Bill Sommerfeld
2006-Mar-12 01:42 UTC
[zfs-discuss] scary boot-time messages triggered by write cache enable?
I just upgraded a server to snv_35. At boot I was greeted with 22 error messages of this form: WARNING: /scsi_vhci/ssd at g20000004cf29b948 (ssd28): Error for Command: read(10) Error Level: Retryable Requested Block: 290 Error Block: 290 Vendor: SEAGATE Serial Number: 0140K0LQ70 Sense Key: Unit_Attention ASC: 0x2a (mode parameters changed), ASCQ: 0x1, FRU: 0x2 These corresponded to the 22 disks in an A5200 containing half of the ZFS pool on the system. All of them were requesting the same block (290). (The pool is built out of two A5200''s; one is connected to a pair of mpxio-capable FC ports, while the other is connected to non-mpxio-capable FC ports -- an artifact of what controllers were available to me). I had not seen this sort of error before. I suspect that it''s related to: 6322205 Enable disk write cache if ZFS owns the disk which integrated in nv_35 (spot checks of the disks in the pool show that their write caches are now enabled..) zpool status does not show any I/O errors or the equivalent and the pool appears to be otherwise behaving itself. For now I''m going to assume that these errors are spurious but I''m tempted to file a bug against this.... - Bill
Bill Baker
2006-Mar-13 17:56 UTC
[zfs-discuss] scary boot-time messages triggered by write cache enable?
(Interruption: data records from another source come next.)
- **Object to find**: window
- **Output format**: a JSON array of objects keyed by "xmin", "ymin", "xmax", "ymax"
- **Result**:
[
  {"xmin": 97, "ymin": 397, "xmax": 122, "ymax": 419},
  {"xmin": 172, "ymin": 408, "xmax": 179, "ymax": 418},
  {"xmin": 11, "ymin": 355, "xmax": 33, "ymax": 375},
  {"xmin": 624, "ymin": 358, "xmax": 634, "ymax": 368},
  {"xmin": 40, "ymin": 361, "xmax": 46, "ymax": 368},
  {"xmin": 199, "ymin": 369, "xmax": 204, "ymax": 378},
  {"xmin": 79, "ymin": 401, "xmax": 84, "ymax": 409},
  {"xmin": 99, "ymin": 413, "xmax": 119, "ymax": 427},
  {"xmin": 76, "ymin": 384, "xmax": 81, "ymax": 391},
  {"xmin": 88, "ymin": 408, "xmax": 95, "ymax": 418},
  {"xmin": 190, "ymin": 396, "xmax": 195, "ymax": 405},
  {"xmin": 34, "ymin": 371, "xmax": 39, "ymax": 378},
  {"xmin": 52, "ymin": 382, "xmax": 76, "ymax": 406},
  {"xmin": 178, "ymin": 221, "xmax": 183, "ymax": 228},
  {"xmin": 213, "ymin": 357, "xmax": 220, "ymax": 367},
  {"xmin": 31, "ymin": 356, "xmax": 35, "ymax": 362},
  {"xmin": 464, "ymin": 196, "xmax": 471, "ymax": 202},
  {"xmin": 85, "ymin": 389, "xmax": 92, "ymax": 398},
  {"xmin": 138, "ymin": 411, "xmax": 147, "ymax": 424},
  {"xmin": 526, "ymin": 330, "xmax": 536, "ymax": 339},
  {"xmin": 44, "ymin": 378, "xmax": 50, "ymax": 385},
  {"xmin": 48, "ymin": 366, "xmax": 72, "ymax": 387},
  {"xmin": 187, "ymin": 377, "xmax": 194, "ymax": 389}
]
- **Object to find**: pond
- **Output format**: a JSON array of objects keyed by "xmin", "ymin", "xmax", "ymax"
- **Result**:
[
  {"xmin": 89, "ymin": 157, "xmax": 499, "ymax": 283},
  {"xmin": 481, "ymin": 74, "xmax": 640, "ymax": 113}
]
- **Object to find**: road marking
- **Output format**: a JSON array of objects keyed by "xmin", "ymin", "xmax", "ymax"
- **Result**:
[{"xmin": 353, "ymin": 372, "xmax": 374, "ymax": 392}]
Hmmm, I never saw messages like this during my testing of the changes for 6322205. That change enables write cache when zfs first opens the device. Odd that that would cause a Unit_Attention on a subsequent read. Any SCSI experts on this alias that can interpret these messages or their root cause? Bill Sommerfeld wrote:> I just upgraded a server to snv_35. > > At boot I was greeted with 22 error messages of this form: > > WARNING: /scsi_vhci/ssd at g20000004cf29b948 (ssd28): > Error for Command: read(10) Error Level: Retryable > Requested Block: 290 Error Block: 290 > Vendor: SEAGATE Serial Number: 0140K0LQ70 > Sense Key: Unit_Attention > ASC: 0x2a (mode parameters changed), ASCQ: 0x1, FRU: 0x2 > > These corresponded to the 22 disks in an A5200 containing half of the > ZFS pool on the system. All of them were requesting the same block > (290). > > (The pool is built out of two A5200''s; one is connected to a pair of > mpxio-capable FC ports, while the other is connected to > non-mpxio-capable FC ports -- an artifact of what controllers were > available to me). > > I had not seen this sort of error before. I suspect that it''s related to: > > 6322205 Enable disk write cache if ZFS owns the disk > > which integrated in nv_35 (spot checks of the disks in the pool show > that their write caches are now enabled..) > > zpool status does not show any I/O errors or the equivalent and the pool > appears to be otherwise behaving itself. > > For now I''m going to assume that these errors are spurious but I''m > tempted to file a bug against this.... > > - Bill > > > > > > _______________________________________________ > zfs-discuss mailing list > zfs-discuss at opensolaris.org > http://mail.opensolaris.org/mailman/listinfo/zfs-discuss-- Bill Baker, 512-401-1081, x64081
Chris Horne
2006-Mar-13 18:15 UTC
[zfs-discuss] scary boot-time messages triggered by write cache enable?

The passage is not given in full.